Central New York Raceway Park
- Location: 154 U.S. Route 11, Central Square, New York, United States
- Broke ground: 2014
- Opened: 2015 (RallyCross)
- Closed: July 2024
- Major events: SCCA RallyCross
- Website: CentralNYRacewayPark.com

Road Course
- Surface: Asphalt
- Length: 2.20 mi (3.54 km)

5/8 mile dirt oval
- Surface: Synthetic dirt
- Length: 0.624 mi (1.005 km)

= Central New York Raceway Park =

Motorsports complex in Central Square, New York

Central New York Raceway Park was a proposed motorsports complex in Central Square, New York, United States. The complex was to feature a 2.2 mile (3.54 km) road course and a 5/8 mile synthetic dirt oval for both auto & harness racing. The 2.2 mile road course was designed by Peter Argetsinger and was to be the only natural terrain road course in North America featuring a permanent lighting system. The 5/8 mile synthetic dirt oval was also to feature a smaller oval for go-karts and flat track speedway bike racing.

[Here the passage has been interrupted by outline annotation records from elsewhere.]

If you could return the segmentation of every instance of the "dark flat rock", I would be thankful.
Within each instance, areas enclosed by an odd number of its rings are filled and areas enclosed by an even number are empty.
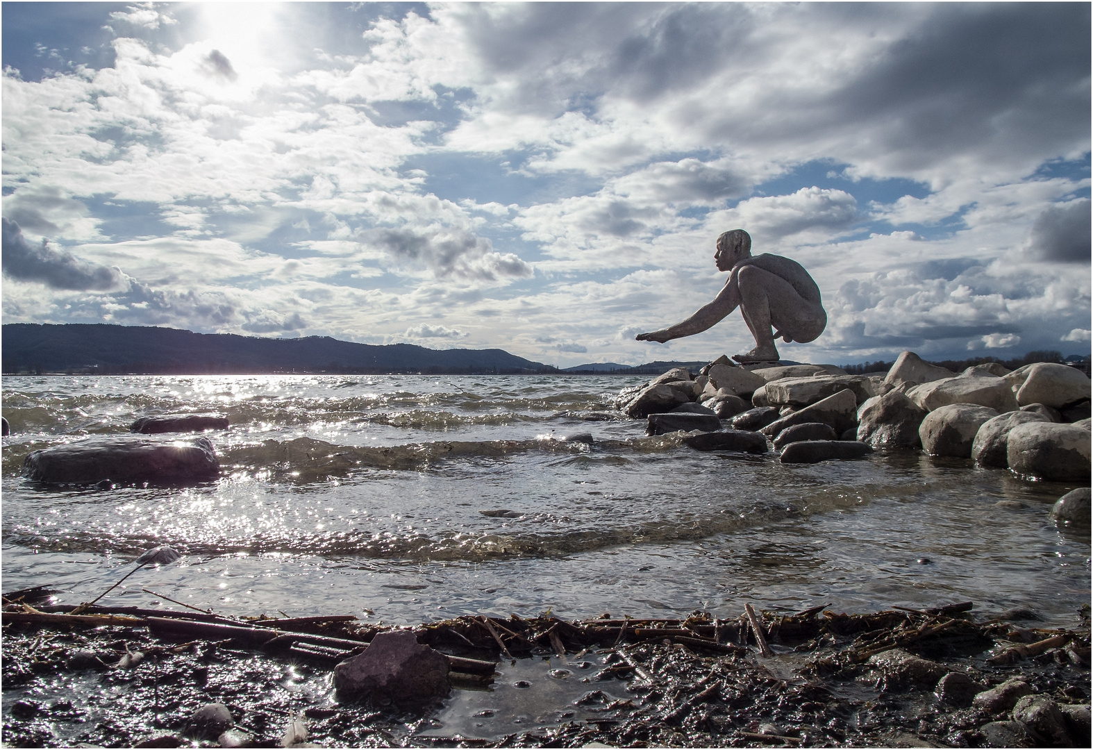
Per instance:
[[[141,417],[129,426],[129,432],[154,435],[163,432],[204,432],[227,430],[227,418],[221,414],[163,414]]]
[[[861,458],[872,452],[857,441],[800,441],[783,448],[781,462],[819,464],[834,458]]]
[[[51,484],[191,482],[220,474],[209,438],[180,443],[138,435],[89,437],[31,453],[23,461],[23,474]]]
[[[716,414],[649,414],[648,426],[645,429],[647,435],[665,435],[669,432],[682,430],[702,430],[703,432],[714,432],[721,429],[721,420]]]
[[[725,430],[720,432],[704,432],[701,435],[687,435],[683,444],[695,450],[743,450],[745,453],[766,453],[766,437],[748,430]]]

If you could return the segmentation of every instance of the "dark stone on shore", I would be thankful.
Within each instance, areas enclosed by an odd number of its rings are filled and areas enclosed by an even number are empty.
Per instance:
[[[868,445],[857,441],[801,441],[790,443],[781,450],[781,462],[819,464],[832,459],[861,458],[872,452]]]
[[[1013,720],[1039,742],[1057,748],[1076,747],[1067,730],[1067,719],[1059,704],[1047,695],[1025,695],[1013,706]]]
[[[1076,748],[1090,747],[1090,704],[1060,705],[1062,717],[1067,722],[1067,730]]]
[[[649,414],[648,425],[645,429],[646,435],[665,435],[669,432],[690,432],[701,430],[702,432],[714,432],[721,429],[721,420],[716,414]]]
[[[800,441],[833,441],[837,435],[830,424],[823,422],[804,422],[786,427],[774,440],[774,449],[781,450],[789,443]]]
[[[113,482],[193,482],[215,479],[220,462],[212,443],[118,435],[89,437],[34,450],[23,461],[24,476],[50,484]]]
[[[774,407],[755,407],[732,418],[733,430],[761,430],[778,419]]]
[[[1072,403],[1070,406],[1063,407],[1059,410],[1059,414],[1062,417],[1063,422],[1081,422],[1083,419],[1090,418],[1090,402],[1079,401],[1078,403]]]
[[[706,399],[702,402],[702,406],[713,409],[714,413],[717,414],[719,419],[731,419],[752,408],[750,401],[745,401],[739,396],[731,396],[729,394],[722,394],[715,396],[714,398]]]
[[[708,407],[704,407],[701,403],[681,403],[674,409],[672,409],[670,414],[706,414],[708,417],[717,417],[717,412]]]
[[[868,447],[868,446],[866,446]],[[945,668],[937,661],[915,656],[902,648],[892,648],[869,657],[869,664],[880,667],[901,682],[937,684]]]
[[[234,719],[223,703],[207,703],[190,716],[190,731],[198,739],[216,739],[230,729]]]
[[[1090,488],[1080,487],[1059,497],[1051,506],[1050,517],[1058,524],[1081,526],[1089,530]]]
[[[1027,748],[1029,736],[1016,722],[990,722],[979,727],[988,748]]]
[[[448,659],[408,630],[379,633],[363,653],[334,667],[339,700],[420,705],[448,694]]]
[[[940,680],[933,692],[938,698],[954,706],[967,708],[974,699],[983,691],[983,685],[964,672],[949,672]]]
[[[988,714],[999,714],[1009,711],[1019,699],[1032,692],[1032,685],[1019,678],[1006,680],[990,690],[984,690],[972,699],[972,705],[983,708]]]
[[[687,435],[683,444],[695,450],[743,450],[747,453],[766,453],[766,437],[748,430],[724,430],[704,432],[700,435]]]
[[[786,414],[771,422],[771,424],[760,430],[760,432],[767,437],[774,438],[783,430],[795,424],[823,422],[824,424],[830,424],[835,434],[842,435],[850,427],[858,425],[857,410],[858,402],[854,391],[847,388],[799,411]]]
[[[129,426],[129,432],[155,435],[164,432],[227,430],[227,418],[219,414],[163,414],[141,417]]]

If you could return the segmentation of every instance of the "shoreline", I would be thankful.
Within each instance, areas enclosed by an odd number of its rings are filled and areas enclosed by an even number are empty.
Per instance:
[[[734,620],[701,612],[685,620],[463,617],[411,629],[419,643],[442,653],[496,661],[492,680],[454,681],[449,703],[491,688],[515,695],[521,685],[509,685],[513,670],[537,660],[567,667],[543,682],[584,683],[567,705],[550,704],[543,692],[542,716],[521,722],[504,706],[485,712],[485,737],[445,735],[436,704],[338,702],[330,672],[351,653],[345,642],[364,647],[376,633],[399,629],[365,628],[346,617],[232,621],[251,632],[277,629],[279,646],[263,647],[239,633],[205,637],[186,625],[168,636],[131,608],[94,608],[91,617],[101,619],[75,626],[63,614],[20,616],[13,607],[2,616],[3,741],[13,747],[208,746],[218,738],[201,740],[191,719],[213,702],[225,704],[234,722],[234,735],[219,737],[220,747],[236,740],[283,747],[294,719],[307,729],[296,747],[997,747],[992,738],[1004,731],[1008,745],[1043,745],[1034,727],[1011,720],[1019,696],[990,703],[986,695],[1016,678],[1026,685],[1018,692],[1049,698],[1063,713],[1085,705],[1089,716],[1088,605],[1074,628],[1050,630],[1037,630],[1029,619],[1035,613],[1021,610],[979,620],[972,602],[871,614],[823,606],[762,612],[756,624],[766,649],[747,613]],[[36,611],[45,609],[58,608]],[[214,618],[154,611],[183,623]],[[120,617],[138,619],[122,624]],[[341,651],[324,651],[334,640]],[[305,647],[291,651],[296,642]],[[524,689],[532,698],[546,687],[531,682]],[[1088,727],[1086,718],[1086,743]]]

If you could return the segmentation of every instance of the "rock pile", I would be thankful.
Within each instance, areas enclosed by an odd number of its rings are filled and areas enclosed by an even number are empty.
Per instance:
[[[834,365],[720,356],[697,376],[678,367],[624,389],[616,406],[647,419],[648,434],[689,432],[685,444],[702,450],[757,452],[755,441],[714,436],[731,429],[759,432],[783,462],[921,447],[1030,479],[1090,478],[1090,378],[1050,362],[954,373],[903,352],[888,373],[849,375]]]

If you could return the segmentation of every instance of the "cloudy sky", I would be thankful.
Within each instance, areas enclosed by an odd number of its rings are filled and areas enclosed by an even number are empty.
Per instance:
[[[3,321],[668,344],[714,241],[785,359],[1090,352],[1089,3],[2,4]]]

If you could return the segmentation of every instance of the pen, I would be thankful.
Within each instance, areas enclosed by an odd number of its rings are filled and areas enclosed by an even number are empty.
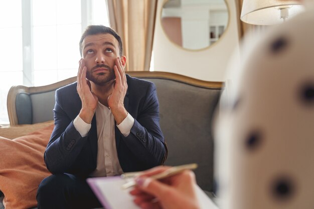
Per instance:
[[[174,175],[181,172],[182,172],[185,170],[193,170],[196,169],[197,167],[197,164],[196,163],[187,164],[185,165],[179,165],[177,166],[172,167],[169,169],[167,169],[164,171],[162,172],[161,173],[158,173],[155,175],[152,175],[149,176],[149,177],[154,179],[160,179],[162,178],[166,178],[166,177]],[[133,176],[139,175],[139,174],[140,174],[141,172],[138,172],[137,173],[135,173],[135,172],[133,172],[132,173],[132,175],[133,175]],[[122,174],[121,177],[124,178],[125,177],[125,176],[129,176],[129,175],[126,175],[125,174]],[[136,183],[135,180],[132,180],[130,181],[124,183],[121,186],[121,187],[123,189],[125,189],[131,186],[135,186],[135,184]]]

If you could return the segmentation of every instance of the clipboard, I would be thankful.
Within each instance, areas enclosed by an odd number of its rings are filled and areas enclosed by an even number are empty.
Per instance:
[[[88,178],[87,181],[92,190],[106,209],[140,209],[129,192],[132,188],[122,189],[122,185],[133,178],[122,178],[119,176]],[[196,185],[196,191],[202,209],[219,209],[200,187]]]

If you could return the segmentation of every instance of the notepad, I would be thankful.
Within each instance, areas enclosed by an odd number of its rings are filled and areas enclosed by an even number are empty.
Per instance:
[[[132,178],[120,176],[87,178],[87,181],[102,205],[106,209],[139,209],[133,202],[134,196],[129,192],[132,188],[123,189],[122,185]],[[202,209],[219,209],[212,200],[197,185],[197,195]]]

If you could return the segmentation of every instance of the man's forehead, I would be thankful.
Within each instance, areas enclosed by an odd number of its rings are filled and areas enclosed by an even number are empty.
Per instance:
[[[105,42],[111,43],[115,47],[117,47],[118,45],[118,40],[110,34],[100,34],[87,36],[83,40],[82,45],[84,48],[87,44],[102,44]]]

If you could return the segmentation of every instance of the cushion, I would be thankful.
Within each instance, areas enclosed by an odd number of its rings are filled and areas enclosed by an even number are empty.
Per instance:
[[[12,139],[47,127],[53,123],[53,120],[51,120],[34,124],[16,125],[12,126],[0,126],[0,136]]]
[[[53,128],[50,123],[45,128],[13,140],[0,137],[0,190],[5,195],[6,209],[37,206],[38,185],[51,175],[44,161],[44,152]]]

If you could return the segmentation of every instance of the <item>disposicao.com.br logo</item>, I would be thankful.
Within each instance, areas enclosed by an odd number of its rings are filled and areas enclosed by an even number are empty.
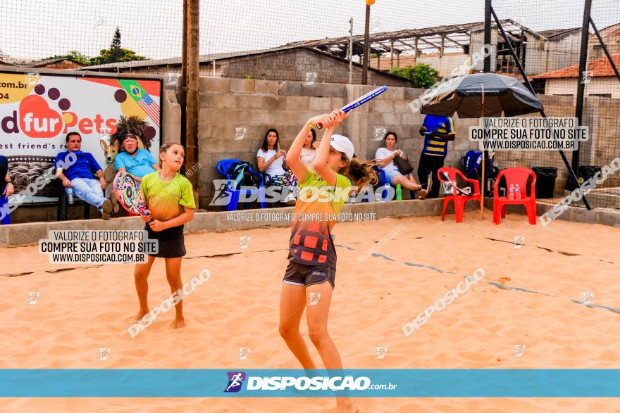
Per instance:
[[[395,390],[397,384],[372,384],[369,377],[360,376],[247,376],[244,371],[228,371],[224,393],[237,393],[246,383],[252,390]]]

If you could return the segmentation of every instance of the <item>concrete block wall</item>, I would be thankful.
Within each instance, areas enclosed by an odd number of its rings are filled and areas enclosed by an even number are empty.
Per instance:
[[[538,95],[547,116],[575,116],[575,96]],[[533,116],[533,115],[532,116]],[[538,114],[535,116],[538,116]],[[602,167],[620,156],[620,99],[588,97],[584,103],[582,125],[589,127],[590,139],[580,144],[580,165]],[[572,151],[564,154],[570,163]],[[557,167],[554,195],[562,196],[566,188],[568,171],[557,151],[498,151],[495,165],[501,168],[535,166]],[[576,173],[577,171],[575,171]],[[608,177],[599,187],[620,186],[620,172]]]
[[[201,208],[205,209],[213,197],[212,181],[220,178],[215,170],[218,160],[234,158],[256,165],[256,151],[268,129],[278,130],[280,146],[287,149],[309,117],[340,108],[375,88],[225,77],[202,77],[199,84],[199,160],[203,165],[199,195]],[[416,168],[423,146],[423,138],[418,134],[423,115],[411,113],[408,105],[422,92],[423,89],[390,87],[354,110],[337,132],[351,138],[357,156],[366,160],[374,158],[383,144],[382,140],[374,140],[378,129],[395,132],[399,147]],[[478,120],[454,120],[457,140],[450,144],[446,165],[459,167],[461,158],[475,148],[467,133],[469,126],[477,122]],[[244,131],[243,139],[239,139],[238,130]]]

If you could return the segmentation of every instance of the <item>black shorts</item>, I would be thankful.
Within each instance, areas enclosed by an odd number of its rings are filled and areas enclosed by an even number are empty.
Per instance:
[[[166,228],[163,231],[153,231],[147,222],[146,229],[149,231],[149,239],[156,239],[159,244],[157,253],[149,255],[160,258],[178,258],[185,255],[182,225]]]
[[[336,271],[333,268],[325,265],[306,265],[289,261],[283,281],[287,284],[308,287],[328,281],[333,288],[335,280]]]

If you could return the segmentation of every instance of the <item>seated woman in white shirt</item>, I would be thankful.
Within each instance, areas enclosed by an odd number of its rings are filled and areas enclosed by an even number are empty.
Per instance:
[[[304,141],[304,147],[302,148],[302,153],[299,155],[299,159],[302,163],[306,165],[306,167],[308,167],[312,163],[312,161],[314,160],[314,155],[316,154],[316,152],[312,144],[316,140],[316,132],[314,129],[311,129],[310,132],[308,132],[308,136],[306,136],[306,140]]]
[[[419,191],[419,198],[424,199],[426,198],[426,190],[416,182],[413,174],[403,175],[394,164],[394,158],[397,156],[407,159],[404,152],[396,148],[397,141],[398,138],[396,134],[388,132],[385,134],[385,137],[383,138],[385,146],[377,149],[377,152],[375,153],[375,158],[377,160],[379,167],[385,172],[386,184],[390,184],[395,187],[399,184],[409,191]]]
[[[280,134],[275,129],[270,129],[265,134],[263,144],[256,153],[256,163],[259,172],[268,174],[271,178],[271,185],[289,187],[289,193],[284,202],[294,205],[296,199],[294,189],[297,180],[290,170],[286,167],[286,151],[280,148]]]

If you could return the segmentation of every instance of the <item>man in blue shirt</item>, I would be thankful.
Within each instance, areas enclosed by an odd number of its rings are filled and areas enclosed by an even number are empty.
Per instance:
[[[418,179],[423,186],[430,174],[430,189],[426,198],[437,198],[440,186],[437,171],[443,167],[448,153],[448,142],[454,141],[456,136],[454,123],[447,116],[427,115],[420,128],[420,134],[424,136],[424,148],[418,165]]]
[[[133,134],[127,134],[120,143],[123,151],[114,158],[117,171],[124,170],[138,182],[147,174],[159,170],[159,165],[147,149],[138,149],[138,141]]]
[[[66,189],[71,189],[73,194],[96,207],[101,212],[104,220],[109,220],[112,213],[112,203],[104,196],[104,189],[107,184],[104,171],[88,152],[82,152],[82,136],[78,132],[69,132],[66,138],[68,151],[56,155],[54,165],[56,174],[63,182]],[[76,156],[75,162],[64,170],[59,167],[58,161],[64,160],[71,152]],[[96,174],[99,180],[93,175]]]
[[[8,197],[13,195],[15,188],[8,174],[8,160],[0,155],[0,225],[11,224],[8,215]],[[6,205],[6,206],[5,206]]]

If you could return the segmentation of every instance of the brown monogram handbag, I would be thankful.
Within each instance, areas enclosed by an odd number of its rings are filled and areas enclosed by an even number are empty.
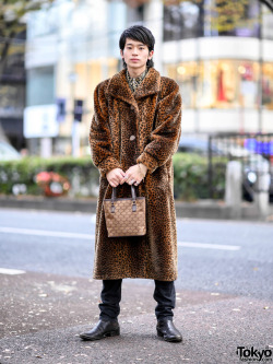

In September 2015, the track announced that the 5/8 mile synthetic dirt oval will host Super DIRT Week featuring the Super DIRTcar Series starting in 2016. While the road course & oval tracks have been under development, the circuit also hosts the SCCA CNY Region Rallycross.

In March 2016, the track announced that the 5/8 mile synthetic dirt oval will host the AMA Pro Flat Track on August 20, 2016. CNYRP also announced that MotoAmerica will race on the 2.2 mile road course in 2017.

Construction on the road course and dirt track stalled in 2016 due first to delayed state grants and then the Covid epidemic. The project was halted and the property was repurposed when Micron Technology agreed in October 2022 to invest up to $100 billion to build a mega-complex of chip manufacturing plants in Syracuse's northern suburbs.